Le 8 mai dernier, date d’expiration de la période de dépôt des déclarations de candidatures (parrainage), le Sénégal était surpris d’apprendre l’entente entre la coalition Yewwi Askan Wi (Yaw) et la coalition Wallu Sénégal, qui ont décidé d’unir leurs forces pour se positionner de manière stratégique dans les départements. Lors d’une conférence de presse tenue le 3 juin dernier, voulant apporter des explications sur cette intercoalition, le mandataire national de Yaw s’enthousiasmait de cette collaboration électorale : ‘’Les statistiques montrent que si nos deux coalitions vont ensemble dans les départements, nous allons rafler 60 des sièges de députés en jeu. Avec cette alliance, nous devrions avoir au moins 100 députés au sortir des élections. Ce qui constituera une majorité inédite à l’Assemblée nationale.’’
Près de deux mois plus tard, Déthié Fall est en détention et sera présenté à un juge, aujourd’hui. Jusqu’à présent, il a été raillé des potentiels députés de sa coalition, inscrit qu’il est sur la liste nationale titulaire de Yaw rejetée en dernier recours par le Conseil constitutionnel.
Depuis, la position radicale prise par la coalition Yewwi Askan Wi diffère de celle projetée par Wallu Sénégal. Malgré les dénonciations identiques de régression démocratique par les deux coalitions, elles ne semblent pas s’entendre sur quelques points essentiels.

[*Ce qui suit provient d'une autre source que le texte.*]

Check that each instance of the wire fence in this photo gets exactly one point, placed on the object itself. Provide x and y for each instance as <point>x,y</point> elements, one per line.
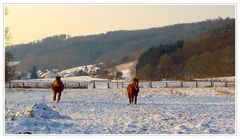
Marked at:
<point>119,85</point>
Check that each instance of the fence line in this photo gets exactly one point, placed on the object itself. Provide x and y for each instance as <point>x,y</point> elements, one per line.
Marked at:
<point>118,85</point>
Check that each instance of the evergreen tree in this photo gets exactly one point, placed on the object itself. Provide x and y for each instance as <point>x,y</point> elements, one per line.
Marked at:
<point>34,73</point>
<point>9,69</point>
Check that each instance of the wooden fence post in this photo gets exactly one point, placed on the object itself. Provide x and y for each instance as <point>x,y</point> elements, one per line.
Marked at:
<point>10,84</point>
<point>150,84</point>
<point>211,84</point>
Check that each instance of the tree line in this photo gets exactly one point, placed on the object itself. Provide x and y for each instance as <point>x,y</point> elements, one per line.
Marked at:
<point>210,54</point>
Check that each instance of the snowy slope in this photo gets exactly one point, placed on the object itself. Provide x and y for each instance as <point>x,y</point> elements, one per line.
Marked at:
<point>106,111</point>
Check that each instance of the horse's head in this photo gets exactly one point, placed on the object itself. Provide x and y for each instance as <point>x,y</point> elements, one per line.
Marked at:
<point>135,83</point>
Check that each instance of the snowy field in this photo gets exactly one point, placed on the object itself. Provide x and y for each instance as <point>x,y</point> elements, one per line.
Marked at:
<point>106,111</point>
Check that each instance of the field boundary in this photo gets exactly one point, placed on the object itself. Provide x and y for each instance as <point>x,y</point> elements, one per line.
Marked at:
<point>119,85</point>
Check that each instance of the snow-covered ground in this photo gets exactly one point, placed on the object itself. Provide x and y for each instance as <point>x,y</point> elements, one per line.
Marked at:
<point>226,78</point>
<point>106,111</point>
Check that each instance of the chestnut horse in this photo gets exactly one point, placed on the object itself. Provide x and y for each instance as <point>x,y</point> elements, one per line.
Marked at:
<point>133,90</point>
<point>57,88</point>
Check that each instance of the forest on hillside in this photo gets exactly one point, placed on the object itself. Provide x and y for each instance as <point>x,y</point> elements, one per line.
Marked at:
<point>111,48</point>
<point>209,54</point>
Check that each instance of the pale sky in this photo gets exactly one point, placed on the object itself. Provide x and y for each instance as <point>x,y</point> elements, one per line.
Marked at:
<point>29,23</point>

Divergences sur la forme de lutte
D’abord, sur la forme de la lutte face au pouvoir. Après l’invalidation de leur liste titulaire au scrutin proportionnel et la validation de celle de la coalition Benno Bokk Yaakaar (au pouvoir), Yaw a lancé un appel à la résistance. Lors de leur rassemblement du 8 juin 2022, beaucoup de leaders de la première force de l’opposition au sortir des Locales ont annoncé qu’il n’y aura pas d’élections sans la participation de leur liste titulaire. Ils suivent cette logique en mettant la pression sur le pouvoir, à travers des manifestations dont la dernière, interdite, a débouché sur trois morts et l’interpellation de plusieurs manifestants et figures de l’opposition (les députés Déthié Fall et Mame Diarra Fam, de même que le maire de Guédiawaye Ahmet Aïdara). Dans une intervention sur les réseaux sociaux, Ousmane Sonko a précisé à ses partisans que la lutte se fera par la rue, comme l’avait fait un certain Macky Sall en 2012.

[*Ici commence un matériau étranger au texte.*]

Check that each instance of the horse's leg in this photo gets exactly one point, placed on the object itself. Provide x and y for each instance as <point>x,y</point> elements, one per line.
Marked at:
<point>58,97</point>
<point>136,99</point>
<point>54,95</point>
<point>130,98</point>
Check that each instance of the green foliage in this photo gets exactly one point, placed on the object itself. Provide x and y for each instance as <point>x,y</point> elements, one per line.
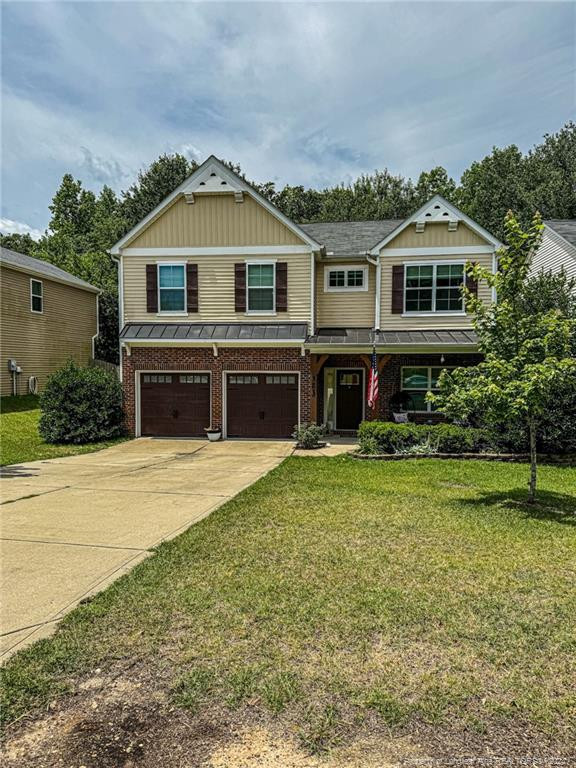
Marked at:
<point>81,405</point>
<point>528,343</point>
<point>386,437</point>
<point>309,435</point>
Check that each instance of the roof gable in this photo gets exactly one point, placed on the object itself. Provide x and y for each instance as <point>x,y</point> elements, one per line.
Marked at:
<point>213,177</point>
<point>437,210</point>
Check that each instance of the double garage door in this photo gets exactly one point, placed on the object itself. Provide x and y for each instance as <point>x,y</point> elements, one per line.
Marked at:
<point>256,404</point>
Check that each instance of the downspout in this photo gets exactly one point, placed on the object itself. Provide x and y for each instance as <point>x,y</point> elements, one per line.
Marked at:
<point>378,264</point>
<point>120,305</point>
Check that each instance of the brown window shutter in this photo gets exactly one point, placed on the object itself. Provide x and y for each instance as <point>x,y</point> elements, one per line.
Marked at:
<point>397,289</point>
<point>192,287</point>
<point>282,286</point>
<point>240,287</point>
<point>151,288</point>
<point>472,283</point>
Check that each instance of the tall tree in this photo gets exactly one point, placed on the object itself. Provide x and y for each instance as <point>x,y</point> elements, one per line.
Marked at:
<point>528,361</point>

Au même moment, les leaders de la coalition Wallu Sénégal sont plus mesurés sur les appels à la résistance de leurs intercoalisés. Lors d’un point de presse organisé hier, certains se sont démarqués de la ligne dure prônée par Yaw. À l’image du mandataire national de la coalition Wallu Sénégal, Mamadou Lamine Thiam.
Selon lui, ‘’les Sénégalais ne doivent jamais se départir de l’idée qu’on ne peut changer un pouvoir que par les urnes. Ce qu’on est en train de voir est dangereux, avec l’idée d’une conquête du pouvoir par la rue. Il faut revenir à l’ordre démocratique. Les paradigmes ne doivent pas changer, après autant d’efforts fournis dans la lutte pour leur acquisition’’.

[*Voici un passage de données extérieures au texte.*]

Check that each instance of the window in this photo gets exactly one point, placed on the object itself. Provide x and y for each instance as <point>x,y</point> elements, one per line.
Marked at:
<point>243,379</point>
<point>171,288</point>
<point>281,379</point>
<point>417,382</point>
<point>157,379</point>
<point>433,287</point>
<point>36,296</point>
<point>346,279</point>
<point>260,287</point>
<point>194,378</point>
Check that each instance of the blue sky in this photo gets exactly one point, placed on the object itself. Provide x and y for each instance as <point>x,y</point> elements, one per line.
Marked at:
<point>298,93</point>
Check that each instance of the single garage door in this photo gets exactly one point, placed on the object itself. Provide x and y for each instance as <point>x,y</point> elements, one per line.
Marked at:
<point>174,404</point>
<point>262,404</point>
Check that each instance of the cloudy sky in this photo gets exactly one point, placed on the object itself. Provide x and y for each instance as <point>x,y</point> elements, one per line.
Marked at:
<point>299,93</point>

Mamadou Lamine Thiam, Wallu : ‘’Les Sénégalais ne doivent jamais se départir de l’idée qu’on ne peut changer un pouvoir que par les urnes.’’
Le maire de Kébémer semble être loin de la ligne de conduite émise par le leader du Pastef qui, en annonçant une nouvelle manifestation le 29 juin prochain, a défié Macky Sall de l’arrêter ou de le liquider, s’il veut l’empêcher de manifester. Si la manifestation interdite du 17 juin a versé dans la confrontation, d’autres leaders de Wallu préviennent qu’ils ne sont pas dans la violence. ‘’Nous sommes des responsables qui appelons à l’apaisement et qui souhaitons obtenir des gains, à l’image de ceux obtenus par Me Abdoulaye Wade. Nous appelons à la mobilisation des jeunes et des forces sociales pour préparer le 31 juillet. C’est le jour au cours duquel le peuple pourra se libérer.’’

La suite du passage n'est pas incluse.